Background information
- Born: Marshall Noah Altman
- Genres: Mainstream pop, Singer/songwriter, Country, Indie Folk, Indie Pop, Modern Blues
- Occupations: Record producer Writer A&R
- Years active: 1995 - present
- Website: http://marshallaltman.com/

= Marshall Altman =

American producer and songwriter

Marshall Noah Altman is a Nashville-based A&R for Nettwerk Music Group, and a record producer and songwriter who owns the Galt Line studio in Nashville, Tennessee. He was formerly an A&R person for such labels as Capitol Records, Hollywood Records and Columbia Records, as well as the former frontman for the alternative band Farmer. As a record producer, he has worked for a variety of artists, including Matt Nathanson, Trevor Hall, Marc Broussard, Brooke Fraser, Kate Voegele, Matt Duke, Eric Paslay, Frankie Ballard, and William Fitzsimmons.

The week of February 3, 2014 Marshall had his first #1 charting production with Eric Paslay's Friday Night. The same week, Frankie Ballard's, Helluva Life, also produced by Marshall charted in the Top 10 at #8, eventually climbing to #1, along with 2 other releases from the Sunshine and Whiskey album.

==Personal life==
Altman was born in New York City and raised in Pomona, a city in Rockland County, New York. He moved to the Los Angeles, California area for high school and stayed in the area until the summer of 2010, when he moved his studio and family to Nashville.

==Early career, A&R work==
After graduating high school in Huntington Beach, California, Altman attended college at UC Santa Barbara, for a major in business and a minor in music. He left UC Santa Barbara before finishing his degree to attend the Grove School of Music in Los Angeles. After finishing at Grove, he began work as a music programmer in Los Angeles. Altman opened his first recording studio in the mid 90's, and while running the studio he did work writing software, which then lead to software work with Capitol/EMI. He quit his studio and left for a job at Capitol, working in sales and eventually moving to the A&R department as a scout.

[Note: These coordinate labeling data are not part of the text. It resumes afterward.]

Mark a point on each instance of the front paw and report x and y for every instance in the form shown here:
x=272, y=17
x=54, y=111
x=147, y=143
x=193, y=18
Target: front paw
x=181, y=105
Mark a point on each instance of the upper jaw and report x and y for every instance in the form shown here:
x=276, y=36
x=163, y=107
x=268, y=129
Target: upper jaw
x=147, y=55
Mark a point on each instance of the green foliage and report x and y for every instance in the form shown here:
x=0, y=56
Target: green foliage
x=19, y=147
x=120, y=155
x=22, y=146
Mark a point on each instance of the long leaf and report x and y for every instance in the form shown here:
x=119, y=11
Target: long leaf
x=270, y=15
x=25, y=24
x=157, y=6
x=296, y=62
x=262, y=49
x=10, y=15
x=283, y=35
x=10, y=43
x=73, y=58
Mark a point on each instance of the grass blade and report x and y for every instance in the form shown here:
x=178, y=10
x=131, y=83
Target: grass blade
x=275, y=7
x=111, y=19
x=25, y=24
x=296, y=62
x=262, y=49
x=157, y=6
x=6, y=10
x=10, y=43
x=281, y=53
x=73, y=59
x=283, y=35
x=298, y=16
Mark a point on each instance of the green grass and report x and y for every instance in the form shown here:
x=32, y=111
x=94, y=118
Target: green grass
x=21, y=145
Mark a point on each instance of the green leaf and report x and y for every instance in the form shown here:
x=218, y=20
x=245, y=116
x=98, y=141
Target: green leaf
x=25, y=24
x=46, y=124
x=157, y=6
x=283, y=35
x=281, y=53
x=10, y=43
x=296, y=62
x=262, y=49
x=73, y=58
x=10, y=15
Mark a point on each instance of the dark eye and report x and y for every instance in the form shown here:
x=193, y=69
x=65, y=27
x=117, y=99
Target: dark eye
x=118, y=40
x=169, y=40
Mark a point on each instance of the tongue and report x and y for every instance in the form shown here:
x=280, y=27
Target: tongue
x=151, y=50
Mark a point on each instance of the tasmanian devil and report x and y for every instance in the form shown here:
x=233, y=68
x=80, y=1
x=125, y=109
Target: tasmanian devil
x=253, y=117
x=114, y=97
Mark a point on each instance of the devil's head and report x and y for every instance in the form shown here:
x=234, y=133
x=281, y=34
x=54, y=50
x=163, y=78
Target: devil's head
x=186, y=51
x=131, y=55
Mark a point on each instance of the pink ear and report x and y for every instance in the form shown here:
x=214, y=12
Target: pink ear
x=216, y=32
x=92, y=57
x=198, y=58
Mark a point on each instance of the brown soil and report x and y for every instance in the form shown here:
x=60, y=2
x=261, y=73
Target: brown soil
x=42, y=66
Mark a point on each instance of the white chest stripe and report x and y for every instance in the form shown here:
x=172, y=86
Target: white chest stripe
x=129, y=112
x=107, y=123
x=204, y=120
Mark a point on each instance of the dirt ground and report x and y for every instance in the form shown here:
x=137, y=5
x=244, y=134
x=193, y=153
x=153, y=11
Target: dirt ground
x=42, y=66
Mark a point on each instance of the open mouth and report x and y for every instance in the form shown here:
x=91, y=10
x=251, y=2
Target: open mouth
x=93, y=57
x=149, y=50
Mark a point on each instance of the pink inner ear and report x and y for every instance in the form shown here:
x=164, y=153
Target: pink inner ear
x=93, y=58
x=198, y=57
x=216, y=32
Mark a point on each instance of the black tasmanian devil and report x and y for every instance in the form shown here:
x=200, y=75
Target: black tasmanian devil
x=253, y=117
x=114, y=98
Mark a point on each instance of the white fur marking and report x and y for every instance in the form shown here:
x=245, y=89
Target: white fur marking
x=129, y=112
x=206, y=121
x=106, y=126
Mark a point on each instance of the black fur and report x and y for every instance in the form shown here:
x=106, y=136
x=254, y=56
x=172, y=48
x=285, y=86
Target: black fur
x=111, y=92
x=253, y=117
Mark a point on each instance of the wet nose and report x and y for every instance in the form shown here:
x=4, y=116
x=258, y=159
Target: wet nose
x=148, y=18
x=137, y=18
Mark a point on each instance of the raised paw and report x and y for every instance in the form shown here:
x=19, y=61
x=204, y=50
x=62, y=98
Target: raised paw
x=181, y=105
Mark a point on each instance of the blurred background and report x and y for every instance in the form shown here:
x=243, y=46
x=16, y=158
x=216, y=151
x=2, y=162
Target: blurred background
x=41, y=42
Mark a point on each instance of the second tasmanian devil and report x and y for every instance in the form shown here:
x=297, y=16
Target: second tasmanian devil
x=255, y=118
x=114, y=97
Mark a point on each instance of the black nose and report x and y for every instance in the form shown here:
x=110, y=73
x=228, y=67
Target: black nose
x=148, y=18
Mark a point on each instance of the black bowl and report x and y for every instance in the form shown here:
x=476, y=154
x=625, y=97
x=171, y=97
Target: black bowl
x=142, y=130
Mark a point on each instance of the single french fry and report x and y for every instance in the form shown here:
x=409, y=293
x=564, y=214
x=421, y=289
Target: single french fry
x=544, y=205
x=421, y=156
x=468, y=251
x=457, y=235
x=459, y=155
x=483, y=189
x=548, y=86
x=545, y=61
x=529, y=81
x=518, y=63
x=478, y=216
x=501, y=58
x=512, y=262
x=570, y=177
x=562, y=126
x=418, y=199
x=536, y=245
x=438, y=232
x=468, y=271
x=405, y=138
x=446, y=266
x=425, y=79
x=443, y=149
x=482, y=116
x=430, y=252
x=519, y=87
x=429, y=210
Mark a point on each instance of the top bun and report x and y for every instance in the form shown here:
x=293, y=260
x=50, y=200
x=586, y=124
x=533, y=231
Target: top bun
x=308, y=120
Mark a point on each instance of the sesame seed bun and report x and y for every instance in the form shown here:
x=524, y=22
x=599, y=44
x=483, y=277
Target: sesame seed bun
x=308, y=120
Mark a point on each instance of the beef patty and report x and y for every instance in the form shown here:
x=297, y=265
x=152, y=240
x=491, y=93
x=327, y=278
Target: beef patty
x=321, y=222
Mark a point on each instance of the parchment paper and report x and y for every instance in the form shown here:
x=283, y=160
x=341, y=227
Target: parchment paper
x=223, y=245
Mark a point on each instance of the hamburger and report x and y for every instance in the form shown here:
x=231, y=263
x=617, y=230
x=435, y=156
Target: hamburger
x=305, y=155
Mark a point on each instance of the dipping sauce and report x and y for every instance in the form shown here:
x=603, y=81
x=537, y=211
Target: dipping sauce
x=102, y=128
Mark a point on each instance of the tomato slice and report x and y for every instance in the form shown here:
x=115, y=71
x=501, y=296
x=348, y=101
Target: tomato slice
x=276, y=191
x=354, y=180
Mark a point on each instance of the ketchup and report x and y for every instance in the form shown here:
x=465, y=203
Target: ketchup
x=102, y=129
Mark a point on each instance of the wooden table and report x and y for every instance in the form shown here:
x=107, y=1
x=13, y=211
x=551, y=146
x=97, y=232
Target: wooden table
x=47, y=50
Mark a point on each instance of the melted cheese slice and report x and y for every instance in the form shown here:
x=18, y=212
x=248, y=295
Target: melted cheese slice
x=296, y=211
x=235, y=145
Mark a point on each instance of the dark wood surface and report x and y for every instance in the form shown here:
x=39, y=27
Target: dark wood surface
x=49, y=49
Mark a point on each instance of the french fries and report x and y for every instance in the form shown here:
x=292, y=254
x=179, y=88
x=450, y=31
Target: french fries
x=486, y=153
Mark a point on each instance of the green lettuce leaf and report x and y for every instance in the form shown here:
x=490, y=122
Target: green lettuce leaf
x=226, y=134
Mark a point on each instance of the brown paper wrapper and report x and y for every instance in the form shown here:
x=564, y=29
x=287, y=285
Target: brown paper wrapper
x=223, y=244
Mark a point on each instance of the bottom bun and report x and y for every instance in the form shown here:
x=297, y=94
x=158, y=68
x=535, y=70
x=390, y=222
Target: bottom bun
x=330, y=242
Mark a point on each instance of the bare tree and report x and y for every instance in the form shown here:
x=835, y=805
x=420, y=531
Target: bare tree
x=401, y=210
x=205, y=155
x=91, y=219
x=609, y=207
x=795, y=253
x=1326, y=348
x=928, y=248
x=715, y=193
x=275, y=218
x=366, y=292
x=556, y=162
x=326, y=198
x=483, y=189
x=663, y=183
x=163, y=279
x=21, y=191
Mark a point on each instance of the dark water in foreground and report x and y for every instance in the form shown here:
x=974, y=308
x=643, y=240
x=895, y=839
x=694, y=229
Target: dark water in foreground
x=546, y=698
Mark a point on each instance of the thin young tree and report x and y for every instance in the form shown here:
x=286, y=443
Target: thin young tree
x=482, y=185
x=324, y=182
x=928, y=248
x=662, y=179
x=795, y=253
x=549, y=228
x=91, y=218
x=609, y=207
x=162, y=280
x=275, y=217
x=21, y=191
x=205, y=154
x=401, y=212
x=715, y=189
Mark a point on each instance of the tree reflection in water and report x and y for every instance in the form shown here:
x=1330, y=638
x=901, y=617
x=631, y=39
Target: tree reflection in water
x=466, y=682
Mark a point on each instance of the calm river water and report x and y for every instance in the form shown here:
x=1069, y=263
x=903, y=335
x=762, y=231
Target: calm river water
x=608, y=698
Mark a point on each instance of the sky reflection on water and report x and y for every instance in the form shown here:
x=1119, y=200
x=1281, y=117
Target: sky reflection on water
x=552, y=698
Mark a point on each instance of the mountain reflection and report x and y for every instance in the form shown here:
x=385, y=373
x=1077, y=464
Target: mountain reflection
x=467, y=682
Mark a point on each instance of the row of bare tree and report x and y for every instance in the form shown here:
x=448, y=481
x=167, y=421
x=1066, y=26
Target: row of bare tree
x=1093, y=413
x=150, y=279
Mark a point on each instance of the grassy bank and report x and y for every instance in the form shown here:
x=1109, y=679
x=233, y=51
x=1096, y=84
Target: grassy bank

During this time he formed a band called Farmer in 1995 that was signed by Aware Records and later released an eponymous album in 1997. While on the road touring with Farmer he served as an A&R scout for Capitol, while also listening to demo submissions. One of those submissions was for the artist Citizen Cope (Clarence Greenwood), which he helped develop and was able to get signed a record deal to Capitol. Following the signing, Altman was awarded with an executive A&R job. He quit his band and focused on A&R, keeping the career for ten years. During this time he moved from Capitol Records, to Hollywood Records and to finally Columbia Records where he principally A&R'd Katy Perry & OneRepublic.

==Record Producer==

During his last years as an A&R executive at Columbia, he also began actively working as a record producer. Some of his early work includes producing Marc Broussard's first two albums, Momentary Setback and Carencro, as well as an album for the band Jupiter Sunrise. He eventually left Columbia to pursue being a full-time record producer in 2005, starting the Galt Line Music label and a studio in Burbank, California. During the production of Todd Carey's album Watching Waiting he was introduced to engineer Eric Robinson by Carey, and Altman and Robinson would continue a working partnership at the Galt Line for years afterward. At the Galt Line he would go on to produce for a variety of artists, achieving commercial success with albums such as Kate Voegele's Don't Look Away and Matt Nathanson's Some Mad Hope. His other producer credits include albums for: Natasha Bedingfield, Gabe Dixon, Walker Hayes, Rosi Golan, Adema, Matt Wertz, Trevor Hall, Caitlin Crosby, Kimberly Caldwell, and Tom Morello and others.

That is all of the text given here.